Again, it doesn’t appear as if we are having the demons work very hard.  I’ve heard many stories of people who can no longer associate with, let alone fellowship with, brothers and sisters in Christ who occupy a different position on the political spectrum as they.  The “camp” to which we belong is so obvious and it is not coloured by any qualification involving all the other dimensions of the Christian faith.

Step 3:

Then quietly and gradually nurse him on to the stage at which the religion becomes merely part of the “cause”, in which Christianity is valued chiefly because of the excellent arguments it can produce in favour of the British war-effort or of Pacifism.

C. S. Lewis never read a single blog post or online article, and yet it is as if he’s read the same religio-political diatribes and tirades that I can only escape in the shower.

But there is hope.  Screwtape reveals the means by which we might reverse our steps toward the eternal flames.

The attitude which you want to guard against is that in which temporal affairs are treated primarily as material for obedience.

This is Lewis’ real point.  Whether left or right, we ought to treat our political positions as primarily material for obedience to our Lord and Saviour, Jesus Christ.

Our position on the environment, taxes, deficits, size of government, guns, immigration, abortion, LGBTQ, education, is secondary to obedience.  In the fifth letter, Lewis makes this point, through Screwtape:

The Enemy [God] disapproves many . . . causes. But that is where He is so unfair. He often makes prizes of humans who have given their lives for causes He thinks bad on the monstrously sophistical ground that the humans thought them good and were following the best they knew.
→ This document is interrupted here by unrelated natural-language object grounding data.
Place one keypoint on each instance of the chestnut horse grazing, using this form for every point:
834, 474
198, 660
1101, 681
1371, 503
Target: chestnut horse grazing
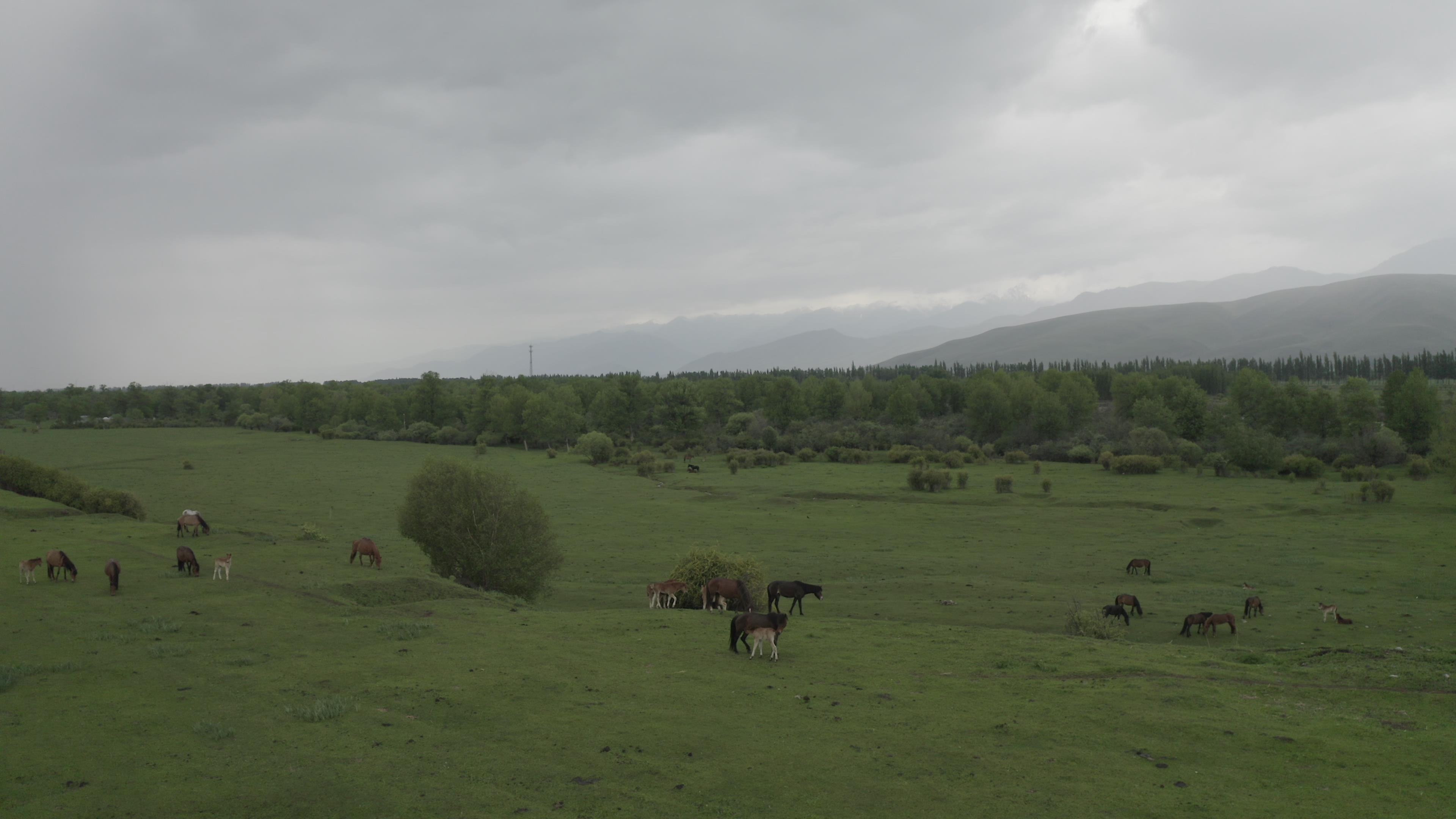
721, 591
664, 595
28, 569
57, 565
1194, 620
795, 589
193, 522
366, 549
762, 627
187, 562
1212, 624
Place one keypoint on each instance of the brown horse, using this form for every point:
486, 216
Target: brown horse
795, 589
187, 562
59, 565
1212, 624
366, 549
193, 524
764, 627
28, 569
721, 591
664, 594
1194, 620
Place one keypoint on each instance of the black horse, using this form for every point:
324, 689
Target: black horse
1117, 611
795, 589
1194, 620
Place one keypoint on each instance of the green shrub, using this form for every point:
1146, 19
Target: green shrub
702, 565
1081, 454
1136, 465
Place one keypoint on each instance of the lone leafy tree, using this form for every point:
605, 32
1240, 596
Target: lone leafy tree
480, 528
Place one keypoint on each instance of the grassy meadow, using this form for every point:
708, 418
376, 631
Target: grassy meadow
312, 687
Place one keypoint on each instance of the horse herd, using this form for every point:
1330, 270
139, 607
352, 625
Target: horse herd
1208, 623
724, 592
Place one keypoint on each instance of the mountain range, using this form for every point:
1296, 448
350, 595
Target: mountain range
983, 330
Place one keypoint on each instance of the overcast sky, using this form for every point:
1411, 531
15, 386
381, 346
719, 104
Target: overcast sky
273, 190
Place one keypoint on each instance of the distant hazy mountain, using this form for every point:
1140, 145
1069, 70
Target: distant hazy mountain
1369, 315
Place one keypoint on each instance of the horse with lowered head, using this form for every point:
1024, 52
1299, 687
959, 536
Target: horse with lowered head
762, 627
795, 589
720, 592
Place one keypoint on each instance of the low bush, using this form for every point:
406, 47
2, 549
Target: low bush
1136, 465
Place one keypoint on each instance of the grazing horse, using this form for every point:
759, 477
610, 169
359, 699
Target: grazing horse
1212, 624
795, 589
1130, 601
762, 627
1194, 620
720, 591
187, 562
193, 522
1116, 611
366, 549
664, 595
57, 565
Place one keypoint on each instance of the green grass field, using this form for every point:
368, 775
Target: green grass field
312, 687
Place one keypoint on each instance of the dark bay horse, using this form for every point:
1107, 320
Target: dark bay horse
187, 562
1116, 611
1194, 620
193, 524
762, 627
795, 589
720, 592
366, 549
1212, 624
57, 565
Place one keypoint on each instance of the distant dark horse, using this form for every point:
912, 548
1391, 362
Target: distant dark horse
1194, 620
1212, 624
1130, 601
193, 524
721, 591
1114, 611
57, 565
795, 589
762, 627
187, 562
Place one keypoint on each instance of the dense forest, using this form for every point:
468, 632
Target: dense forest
1253, 413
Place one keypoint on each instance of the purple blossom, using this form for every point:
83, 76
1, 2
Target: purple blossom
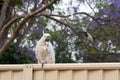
21, 49
15, 56
38, 17
93, 25
25, 0
75, 8
39, 6
42, 28
31, 52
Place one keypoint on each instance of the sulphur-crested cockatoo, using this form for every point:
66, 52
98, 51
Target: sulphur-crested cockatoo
44, 50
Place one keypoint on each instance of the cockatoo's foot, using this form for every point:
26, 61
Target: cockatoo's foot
43, 64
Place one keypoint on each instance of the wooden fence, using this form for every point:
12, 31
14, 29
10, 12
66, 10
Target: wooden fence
81, 71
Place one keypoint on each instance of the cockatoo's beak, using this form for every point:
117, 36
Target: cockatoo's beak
48, 38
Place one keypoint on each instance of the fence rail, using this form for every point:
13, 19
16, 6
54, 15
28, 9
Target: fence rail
81, 71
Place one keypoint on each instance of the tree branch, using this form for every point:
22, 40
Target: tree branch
3, 13
19, 27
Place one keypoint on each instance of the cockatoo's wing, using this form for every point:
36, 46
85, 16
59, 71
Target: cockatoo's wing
52, 52
41, 53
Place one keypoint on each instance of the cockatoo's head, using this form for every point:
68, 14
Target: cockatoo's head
46, 37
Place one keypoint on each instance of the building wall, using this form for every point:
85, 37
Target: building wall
81, 71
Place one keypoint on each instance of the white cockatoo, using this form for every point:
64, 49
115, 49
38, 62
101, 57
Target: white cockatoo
44, 50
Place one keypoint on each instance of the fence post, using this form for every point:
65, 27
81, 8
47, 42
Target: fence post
28, 72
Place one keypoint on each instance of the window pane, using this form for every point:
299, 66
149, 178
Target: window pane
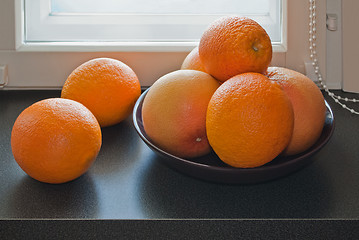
161, 6
142, 21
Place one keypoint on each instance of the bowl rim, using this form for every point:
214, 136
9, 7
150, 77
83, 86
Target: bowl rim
137, 115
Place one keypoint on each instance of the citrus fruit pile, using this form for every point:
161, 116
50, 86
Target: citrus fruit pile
56, 140
225, 97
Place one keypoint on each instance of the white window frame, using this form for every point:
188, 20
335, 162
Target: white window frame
41, 10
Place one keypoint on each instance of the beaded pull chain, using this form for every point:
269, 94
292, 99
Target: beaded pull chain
313, 56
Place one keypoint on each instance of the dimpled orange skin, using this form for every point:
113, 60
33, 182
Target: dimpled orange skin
174, 112
108, 87
234, 45
55, 140
192, 61
308, 105
249, 120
It is more important for us to be obedient than it is for us to be right.  And yet, because we have allowed the faith to be slave to the cause, we find it easy to hate our political opposites.

Back to the seventh letter:

Once you have made the World an end, and faith a means, you have almost won your man, and it makes very little difference what kind of worldly end he is pursuing. Provided that meetings, pamphlets, policies, movements, causes, and crusades, matter more to him than prayers and sacraments and charity, he is ours-and the more “religious” (on those terms) the more securely ours. I could show you a pretty cageful down here,

And here we have it.  This is a dire warning for those who have made faith a means to an end.